The U.S. International Trade Commission voted 6-0 to allow the U.S. Commerce Department to negate Chinese government subsidies by imposing countervailing duties on Chinese-made tubing and casing used in oil and natural gas production.

The ITC decision makes it almost a given the panel will also approve anti-dumping duties on the Chinese goods when it votes on that issue in May, said Roger Schagrin, an attorney representing the United Steelworkers union and five of the U.S. companies involved in the case.

The United States imported $2.74 billion of oil country tubular goods from China in 2008, more than triple the previous year, as a surge in oil prices led to increased demand for the oil well tubing and casing.

Buoyed by success in the tubing case, the Steelworkers union and a number of companies are filing a new petition on Wednesday asking for anti-dumping and countervailing duties on drill pipe used to drill oil wells, Schagrin told Reuters.

At a time when the nation is struggling with double-digit unemployment, full and strict enforcement of our laws against dumped and subsidized imports of steel and other manufactured products from China is essential, said Thomas Gibson, president of the American Iron and Steel Institute.

The ITC vote capped a year of U.S.-China trade friction.

U.S. companies and unions brought about a dozen trade cases against China in 2009, alleging government subsidies and unfair pricing practices.

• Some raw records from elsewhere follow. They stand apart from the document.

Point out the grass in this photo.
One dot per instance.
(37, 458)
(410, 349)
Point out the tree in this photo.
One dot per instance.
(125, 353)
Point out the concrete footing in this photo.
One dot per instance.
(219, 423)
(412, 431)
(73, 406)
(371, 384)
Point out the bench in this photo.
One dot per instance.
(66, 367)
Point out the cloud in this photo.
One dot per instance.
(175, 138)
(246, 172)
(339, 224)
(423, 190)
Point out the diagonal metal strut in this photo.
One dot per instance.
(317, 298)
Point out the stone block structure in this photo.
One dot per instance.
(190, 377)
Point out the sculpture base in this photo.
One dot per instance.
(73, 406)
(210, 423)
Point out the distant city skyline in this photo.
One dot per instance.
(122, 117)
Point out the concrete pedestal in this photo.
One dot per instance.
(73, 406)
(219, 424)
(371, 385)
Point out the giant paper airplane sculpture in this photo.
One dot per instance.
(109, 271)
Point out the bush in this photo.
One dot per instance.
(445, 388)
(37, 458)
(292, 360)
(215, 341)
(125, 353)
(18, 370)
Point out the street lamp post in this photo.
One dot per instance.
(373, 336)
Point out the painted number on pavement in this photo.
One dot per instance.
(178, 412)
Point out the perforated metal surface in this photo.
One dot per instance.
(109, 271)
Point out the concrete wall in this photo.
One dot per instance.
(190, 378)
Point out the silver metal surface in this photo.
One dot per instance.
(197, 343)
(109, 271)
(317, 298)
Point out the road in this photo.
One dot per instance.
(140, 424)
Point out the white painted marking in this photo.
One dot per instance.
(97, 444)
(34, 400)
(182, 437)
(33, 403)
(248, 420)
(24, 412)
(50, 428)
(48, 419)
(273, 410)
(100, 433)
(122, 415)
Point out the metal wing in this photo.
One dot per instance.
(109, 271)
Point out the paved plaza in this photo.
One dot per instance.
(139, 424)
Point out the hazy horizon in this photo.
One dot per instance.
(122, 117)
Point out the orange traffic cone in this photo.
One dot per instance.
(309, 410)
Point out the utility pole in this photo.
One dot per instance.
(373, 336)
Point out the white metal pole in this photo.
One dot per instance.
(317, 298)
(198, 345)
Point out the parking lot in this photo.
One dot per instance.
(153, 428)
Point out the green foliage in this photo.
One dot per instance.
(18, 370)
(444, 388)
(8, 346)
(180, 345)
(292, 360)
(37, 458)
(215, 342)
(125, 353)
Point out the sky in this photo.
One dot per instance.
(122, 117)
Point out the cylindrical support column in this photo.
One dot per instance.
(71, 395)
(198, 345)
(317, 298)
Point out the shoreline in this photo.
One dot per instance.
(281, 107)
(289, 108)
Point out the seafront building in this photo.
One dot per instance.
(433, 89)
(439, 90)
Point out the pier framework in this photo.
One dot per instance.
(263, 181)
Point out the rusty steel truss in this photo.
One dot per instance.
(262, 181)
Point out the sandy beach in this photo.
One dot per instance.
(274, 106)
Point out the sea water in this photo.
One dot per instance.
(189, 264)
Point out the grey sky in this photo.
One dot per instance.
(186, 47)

President Barack Obama also angered Beijing in September by slapping a 35 percent duty on imports of about $1.85 billion of Chinese-made tires in response to what the ITC said was a market-disrupting surge.

China, in response, accused the United States of protectionism, filed a complaint against the tires decision at the World Trade Organization and began a probe into whether U.S. autos are dumped in China at unfairly low prices.

The United Steelworkers union, which was the driving force behind the tires case, joined with Maverick Tube Corp, United States Steel Corp and other U.S. manufacturers in asking for import duties on Chinese-made pipe.

The vote on Wednesday clears the way for the U.S. Commerce Department to impose final countervailing duties ranging from 10.36 percent to 15.78 percent on the pipe to offset Chinese government subsidies.

The Commerce Department has also announced preliminary anti-dumping duties of up to 99 percent on the pipe and is expected to announce its final decision on the size of those additional duties in early April.

That would set the stage for the ITC vote in May on whether to allow those additional duties.